La vision du féminisme au Costa Rica aujourd’hui

Dans le cadre de la diversité socioculturelle de ce pays, des perspectives ont été proposées qui non seulement profitent à un certain groupe de femmes, mais cherchent également à garantir que toutes les femmes en bénéficient de la même manière.

Les collectifs féministes sont un exemple de la recherche de représentation au sein de ce groupe.

Le féminisme en faveur des femmes transgenres, des femmes afro-descendantes et indigènes, des femmes immigrées, des femmes de la classe ouvrière et des travailleuses du sexe a été l’une des luttes les plus importantes de ces dernières années.

Les politiques gouvernementales de partis politiques tels que le Partido Acción Ciudadana et le Frente Amplio, ainsi que des femmes députées influentes, ont promu des projets de loi au cours de la dernière décennie dans le but d’améliorer la qualité de vie des femmes.

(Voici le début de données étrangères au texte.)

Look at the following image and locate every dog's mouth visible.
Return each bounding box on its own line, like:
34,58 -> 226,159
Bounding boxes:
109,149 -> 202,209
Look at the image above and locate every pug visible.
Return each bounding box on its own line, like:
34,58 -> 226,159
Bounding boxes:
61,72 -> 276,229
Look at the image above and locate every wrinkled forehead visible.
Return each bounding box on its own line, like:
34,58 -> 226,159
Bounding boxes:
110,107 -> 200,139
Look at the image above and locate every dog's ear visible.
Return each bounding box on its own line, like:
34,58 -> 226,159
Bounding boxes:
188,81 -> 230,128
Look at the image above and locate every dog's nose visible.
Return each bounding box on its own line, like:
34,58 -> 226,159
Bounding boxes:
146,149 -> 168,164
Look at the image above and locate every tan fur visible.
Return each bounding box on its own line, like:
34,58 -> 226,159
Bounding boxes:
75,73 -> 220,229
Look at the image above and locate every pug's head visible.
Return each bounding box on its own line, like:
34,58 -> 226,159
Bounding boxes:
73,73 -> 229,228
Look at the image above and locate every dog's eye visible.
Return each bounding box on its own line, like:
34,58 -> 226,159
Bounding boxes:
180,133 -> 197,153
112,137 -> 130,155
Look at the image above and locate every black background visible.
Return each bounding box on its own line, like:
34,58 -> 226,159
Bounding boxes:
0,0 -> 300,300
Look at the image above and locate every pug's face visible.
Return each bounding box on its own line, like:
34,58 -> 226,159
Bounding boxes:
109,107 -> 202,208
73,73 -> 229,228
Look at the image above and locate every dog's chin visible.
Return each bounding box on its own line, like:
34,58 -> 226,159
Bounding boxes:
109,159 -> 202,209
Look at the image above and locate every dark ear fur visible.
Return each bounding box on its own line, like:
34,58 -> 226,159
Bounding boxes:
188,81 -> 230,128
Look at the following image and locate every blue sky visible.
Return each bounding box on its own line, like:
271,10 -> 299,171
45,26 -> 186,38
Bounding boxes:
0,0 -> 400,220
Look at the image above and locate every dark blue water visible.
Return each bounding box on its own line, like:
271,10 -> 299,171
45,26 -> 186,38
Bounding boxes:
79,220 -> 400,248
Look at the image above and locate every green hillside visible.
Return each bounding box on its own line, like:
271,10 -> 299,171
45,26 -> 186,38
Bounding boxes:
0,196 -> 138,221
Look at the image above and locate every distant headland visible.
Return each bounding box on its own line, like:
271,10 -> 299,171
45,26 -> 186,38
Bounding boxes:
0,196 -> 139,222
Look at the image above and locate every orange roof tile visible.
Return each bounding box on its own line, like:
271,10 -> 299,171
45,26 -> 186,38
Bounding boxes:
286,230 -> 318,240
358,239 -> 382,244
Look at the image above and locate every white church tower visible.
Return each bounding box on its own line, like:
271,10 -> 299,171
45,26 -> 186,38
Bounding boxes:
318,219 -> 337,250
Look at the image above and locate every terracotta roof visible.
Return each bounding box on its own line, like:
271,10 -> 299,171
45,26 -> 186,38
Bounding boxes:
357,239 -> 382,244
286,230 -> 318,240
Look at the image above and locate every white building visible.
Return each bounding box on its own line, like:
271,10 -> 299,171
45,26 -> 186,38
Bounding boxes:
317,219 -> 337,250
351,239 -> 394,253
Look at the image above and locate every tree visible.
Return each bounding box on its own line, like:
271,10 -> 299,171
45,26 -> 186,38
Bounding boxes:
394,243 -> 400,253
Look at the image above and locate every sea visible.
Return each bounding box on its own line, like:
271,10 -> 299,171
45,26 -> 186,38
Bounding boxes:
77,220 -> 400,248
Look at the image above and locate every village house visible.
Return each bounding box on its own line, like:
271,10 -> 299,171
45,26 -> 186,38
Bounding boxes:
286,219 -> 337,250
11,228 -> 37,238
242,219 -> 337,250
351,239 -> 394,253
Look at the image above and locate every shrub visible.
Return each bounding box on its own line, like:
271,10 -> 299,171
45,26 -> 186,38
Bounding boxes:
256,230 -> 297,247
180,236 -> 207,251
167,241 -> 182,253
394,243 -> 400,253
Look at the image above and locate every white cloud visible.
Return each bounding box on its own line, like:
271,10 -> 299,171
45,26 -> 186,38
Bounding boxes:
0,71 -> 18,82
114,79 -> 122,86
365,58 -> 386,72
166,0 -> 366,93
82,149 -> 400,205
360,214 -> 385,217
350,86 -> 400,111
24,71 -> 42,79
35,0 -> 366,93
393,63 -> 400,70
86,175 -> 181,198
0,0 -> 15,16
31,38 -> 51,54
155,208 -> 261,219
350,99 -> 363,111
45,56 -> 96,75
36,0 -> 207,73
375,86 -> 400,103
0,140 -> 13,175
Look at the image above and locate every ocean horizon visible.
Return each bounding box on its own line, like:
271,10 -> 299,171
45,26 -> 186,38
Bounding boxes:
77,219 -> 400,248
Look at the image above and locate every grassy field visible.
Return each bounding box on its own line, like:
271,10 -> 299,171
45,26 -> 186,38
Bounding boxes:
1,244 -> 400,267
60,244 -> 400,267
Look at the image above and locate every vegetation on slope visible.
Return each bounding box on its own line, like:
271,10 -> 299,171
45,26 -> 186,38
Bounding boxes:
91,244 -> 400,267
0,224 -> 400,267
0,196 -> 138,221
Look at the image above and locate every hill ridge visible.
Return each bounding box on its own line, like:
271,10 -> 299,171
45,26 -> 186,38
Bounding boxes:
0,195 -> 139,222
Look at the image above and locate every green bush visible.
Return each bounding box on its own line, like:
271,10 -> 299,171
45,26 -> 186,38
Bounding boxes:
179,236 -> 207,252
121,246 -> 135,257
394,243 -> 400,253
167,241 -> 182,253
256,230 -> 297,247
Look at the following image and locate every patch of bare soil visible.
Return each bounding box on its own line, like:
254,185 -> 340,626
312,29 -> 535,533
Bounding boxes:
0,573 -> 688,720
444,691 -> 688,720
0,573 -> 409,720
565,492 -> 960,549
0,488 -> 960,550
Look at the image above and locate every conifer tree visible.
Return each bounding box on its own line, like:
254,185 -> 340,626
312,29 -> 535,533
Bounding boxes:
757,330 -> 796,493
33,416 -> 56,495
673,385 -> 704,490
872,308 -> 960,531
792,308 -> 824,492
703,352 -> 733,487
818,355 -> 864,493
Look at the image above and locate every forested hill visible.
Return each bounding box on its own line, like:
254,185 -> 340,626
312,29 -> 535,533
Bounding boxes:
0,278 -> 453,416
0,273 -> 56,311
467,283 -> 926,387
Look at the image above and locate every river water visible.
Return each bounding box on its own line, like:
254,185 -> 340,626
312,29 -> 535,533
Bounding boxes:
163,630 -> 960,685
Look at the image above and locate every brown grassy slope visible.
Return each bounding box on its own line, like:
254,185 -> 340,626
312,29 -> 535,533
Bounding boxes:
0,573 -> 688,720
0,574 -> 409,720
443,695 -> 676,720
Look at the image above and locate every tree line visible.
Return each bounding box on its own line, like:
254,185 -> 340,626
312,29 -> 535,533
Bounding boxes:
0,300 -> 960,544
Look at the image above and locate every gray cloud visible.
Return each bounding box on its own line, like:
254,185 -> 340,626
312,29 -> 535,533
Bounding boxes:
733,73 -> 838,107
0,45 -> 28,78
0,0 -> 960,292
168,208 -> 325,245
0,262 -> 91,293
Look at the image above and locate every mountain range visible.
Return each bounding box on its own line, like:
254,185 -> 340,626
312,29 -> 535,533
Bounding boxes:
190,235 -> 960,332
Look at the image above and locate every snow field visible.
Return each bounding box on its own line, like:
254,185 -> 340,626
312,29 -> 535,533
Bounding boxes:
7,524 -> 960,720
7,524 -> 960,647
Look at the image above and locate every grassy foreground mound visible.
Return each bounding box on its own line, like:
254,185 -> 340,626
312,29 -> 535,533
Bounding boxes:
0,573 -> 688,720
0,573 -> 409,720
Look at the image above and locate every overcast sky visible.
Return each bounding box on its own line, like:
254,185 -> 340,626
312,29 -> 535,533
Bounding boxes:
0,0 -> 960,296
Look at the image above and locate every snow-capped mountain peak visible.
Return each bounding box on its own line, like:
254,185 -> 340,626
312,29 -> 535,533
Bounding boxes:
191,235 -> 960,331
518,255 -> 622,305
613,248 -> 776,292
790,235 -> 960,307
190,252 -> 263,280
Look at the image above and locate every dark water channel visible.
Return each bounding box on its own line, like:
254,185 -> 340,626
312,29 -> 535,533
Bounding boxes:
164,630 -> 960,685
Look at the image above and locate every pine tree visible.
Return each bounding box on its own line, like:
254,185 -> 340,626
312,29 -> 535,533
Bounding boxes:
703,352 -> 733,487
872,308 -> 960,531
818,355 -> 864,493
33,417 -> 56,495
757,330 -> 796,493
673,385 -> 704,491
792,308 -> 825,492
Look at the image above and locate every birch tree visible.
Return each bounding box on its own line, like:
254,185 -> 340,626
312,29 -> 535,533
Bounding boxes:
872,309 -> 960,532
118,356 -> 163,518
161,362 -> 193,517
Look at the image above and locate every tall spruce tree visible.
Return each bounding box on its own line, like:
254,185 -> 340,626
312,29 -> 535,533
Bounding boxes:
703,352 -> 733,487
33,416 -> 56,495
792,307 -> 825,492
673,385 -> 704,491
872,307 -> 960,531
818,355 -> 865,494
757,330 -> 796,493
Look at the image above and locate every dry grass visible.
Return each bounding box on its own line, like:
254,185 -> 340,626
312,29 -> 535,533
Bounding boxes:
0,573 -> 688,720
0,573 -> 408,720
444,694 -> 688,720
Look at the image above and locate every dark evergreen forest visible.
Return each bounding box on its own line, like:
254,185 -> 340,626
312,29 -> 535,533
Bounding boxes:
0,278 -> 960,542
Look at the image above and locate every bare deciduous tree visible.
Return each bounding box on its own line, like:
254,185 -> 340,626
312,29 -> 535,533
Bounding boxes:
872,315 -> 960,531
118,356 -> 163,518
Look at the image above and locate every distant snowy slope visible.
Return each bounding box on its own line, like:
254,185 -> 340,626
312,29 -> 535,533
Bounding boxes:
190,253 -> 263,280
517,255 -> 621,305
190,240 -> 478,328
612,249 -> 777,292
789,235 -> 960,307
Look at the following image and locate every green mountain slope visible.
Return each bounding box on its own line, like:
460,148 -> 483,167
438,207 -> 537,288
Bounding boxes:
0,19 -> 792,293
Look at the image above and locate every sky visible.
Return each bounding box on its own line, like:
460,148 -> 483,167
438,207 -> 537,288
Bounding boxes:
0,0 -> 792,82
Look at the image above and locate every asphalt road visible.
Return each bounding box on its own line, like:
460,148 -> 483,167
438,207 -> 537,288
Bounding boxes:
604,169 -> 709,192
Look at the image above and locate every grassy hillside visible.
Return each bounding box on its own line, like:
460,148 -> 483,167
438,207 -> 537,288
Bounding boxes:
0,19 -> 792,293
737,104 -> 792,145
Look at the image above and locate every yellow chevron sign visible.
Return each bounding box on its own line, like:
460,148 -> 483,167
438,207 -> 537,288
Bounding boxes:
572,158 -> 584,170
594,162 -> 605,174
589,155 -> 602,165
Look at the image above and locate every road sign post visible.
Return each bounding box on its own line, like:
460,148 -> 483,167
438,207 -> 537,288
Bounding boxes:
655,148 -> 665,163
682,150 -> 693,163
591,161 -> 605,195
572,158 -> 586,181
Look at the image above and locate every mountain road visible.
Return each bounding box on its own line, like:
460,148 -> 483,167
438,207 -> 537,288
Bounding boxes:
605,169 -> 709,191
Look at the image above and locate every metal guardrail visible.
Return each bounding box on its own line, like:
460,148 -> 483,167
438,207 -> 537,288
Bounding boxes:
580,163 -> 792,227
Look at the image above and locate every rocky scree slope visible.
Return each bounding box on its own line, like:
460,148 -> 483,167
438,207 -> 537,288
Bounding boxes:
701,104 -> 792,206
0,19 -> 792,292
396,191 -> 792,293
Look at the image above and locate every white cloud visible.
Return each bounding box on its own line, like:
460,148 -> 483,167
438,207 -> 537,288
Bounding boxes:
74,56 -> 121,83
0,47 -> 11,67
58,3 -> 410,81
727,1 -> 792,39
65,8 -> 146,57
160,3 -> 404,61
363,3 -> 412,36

En 2019, l’utilisation de la « pilule du lendemain » a été approuvée. Cependant, certaines luttes sont encore en suspens dans le pays, comme c’est le cas du projet de loi 22.421 intitulé « Menstruation et justice », dont l’objectif est de réduire le coût du prix des produits d’hygiène menstruelle. La question des menstruations progresse lentement par rapport à d’autres pays, bien qu’elle soit en constante augmentation.

La question de l’avortement libre, sûr et gratuit, qui suscite encore beaucoup d’opposition, en particulier de la part des groupes conservateurs, qu’il s’agisse de partis politiques tels que Nueva República ou de l’Église catholique. La représentation des femmes et des groupes clés a signifié qu’au Costa Rica, malgré la poursuite des luttes en cours, la présence du féminisme a permis au pays de progresser en garantissant des espaces où leurs voix sont entendues, pour l’amélioration de la situation de cette population.

Pour terminer, voici une liste des collectifs les plus représentatifs actuellement au Costa Rica :

  • Volcánicas : Collectif destiné aux réfugiées nicaraguayennes
  • Akoben : Collectif afroféministe
  • Colectiva Feminista La Hoguera : axée sur les femmes, principalement dans la province de Guanacaste.
  • El Garaje de Tiquicia : Collectif sur l’activisme et le féminisme intersectionnel.
  • Collectif pour le droit de décider : défend principalement les droits sexuels et génésiques des femmes.